Sięgnąć do kieszeni poznaniaka!


Około 50 milionów złotych zabraknie w budżecie Poznania w przyszłym roku. Prezydent miasta Ryszard Grobelny wysłał do radnych list, w którym zaproponował cięcia wydatków, aby poszukać brakujących pieniędzy, m. in.  poprzez mniejsze wydatki na oświatę, kulturę, drogi i komunikację.

Oświata dostałaby o 20 milionów złotych mniej  na swoje wydatki. Oznaczałoby to kolejne podwyżki opłat za przedszkola i żłobki, a także rezygnację z zajęć pozalekcyjnych. W przyszłym roku miałoby być także mniej o 10 mln złotych na utrzymanie ulic. Tyleż samo mniej pieniędzy otrzymałaby komunikacja miejska, a samorządy pomocnicze (czyli rady osiedli) pozbawione byłyby 4 milionów złotych na własne programy,  m. in.  rewitalizację chodników osiedlowych.

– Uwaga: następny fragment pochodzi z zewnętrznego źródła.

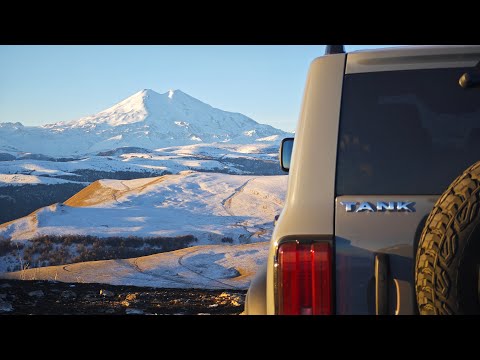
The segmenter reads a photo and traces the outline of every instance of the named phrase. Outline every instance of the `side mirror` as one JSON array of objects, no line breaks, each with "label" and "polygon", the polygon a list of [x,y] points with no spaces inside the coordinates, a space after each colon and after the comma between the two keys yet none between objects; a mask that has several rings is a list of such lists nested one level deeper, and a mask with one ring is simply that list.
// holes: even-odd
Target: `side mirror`
[{"label": "side mirror", "polygon": [[290,170],[290,159],[292,158],[293,138],[285,138],[280,145],[280,167],[283,171]]},{"label": "side mirror", "polygon": [[280,214],[275,215],[273,218],[273,226],[277,225],[278,218],[280,217]]}]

Brak pieniędzy wynika również z mniejszych wpływów do miejskiej kasy z podatków. Aby zwiększyć dochody magistrat proponuje powiększenie strefy płatnego parkowania o Łazarz i Wildę. Z tego tytułu miasto miałoby mieć około 10 milionów złotych. Te pieniądze pozyskane byłyby jednak w następnych latach, ponieważ samo przygotowanie strefy płatnego parkowania to koszt kilkunastu milionów złotych. Tak było w przypadku wprowadzonej strefy na Jeżycach.

Takie drastyczne cięcia zaskakują. Zdaniem Tomasza Lewandowskiego, przewodniczącego Komisji Gospodarki Komunalnej i Polityki Mieszkaniowej, są wręcz bulwersujące. Prezydent miasta koszty próbuje zepchnąć na mieszkańców, a ci proponują, by raczej tam szukać oszczędności. Uprawia przy tym PR! Wpierw  występuje w roli dobrego wujka, a potem chce ciąć koszty. Na przykład kupuje drogie, nowoczesne tramwaje i autobusy, a potem chce ograniczać komunikację, ciąć kursy, trasy, podwyższać ceny biletów! Podobnie jest z innymi sferami życia w mieście. Jak zaznaczył Tomasz Lewandowski, to radni zadecydują, jak ma wyglądać budżet miasta na 2013 rok, a o tym będzie się mówiło późna jesienią.

Niemniej czas po wakacjach zapowiada się równie gorący, jak lato. Będzie tak z pewnością podczas sesji rady miasta, gdzie z pewnością wielu radnych nie zgodzi się z tak drastycznymi cięciami w wydatkach, zaproponowanymi przez prezydenta miasta. A do dyskusji tych mają być także dołączone kwestie związane z biletami czasowymi. Radni, w związku z objazdami tramwajów i autobusów podczas remontów, chcą wydłużenia biletów czasowych; prezydent jest temu przeciwny, bo potrzeba na ten cel pół miliona złotych.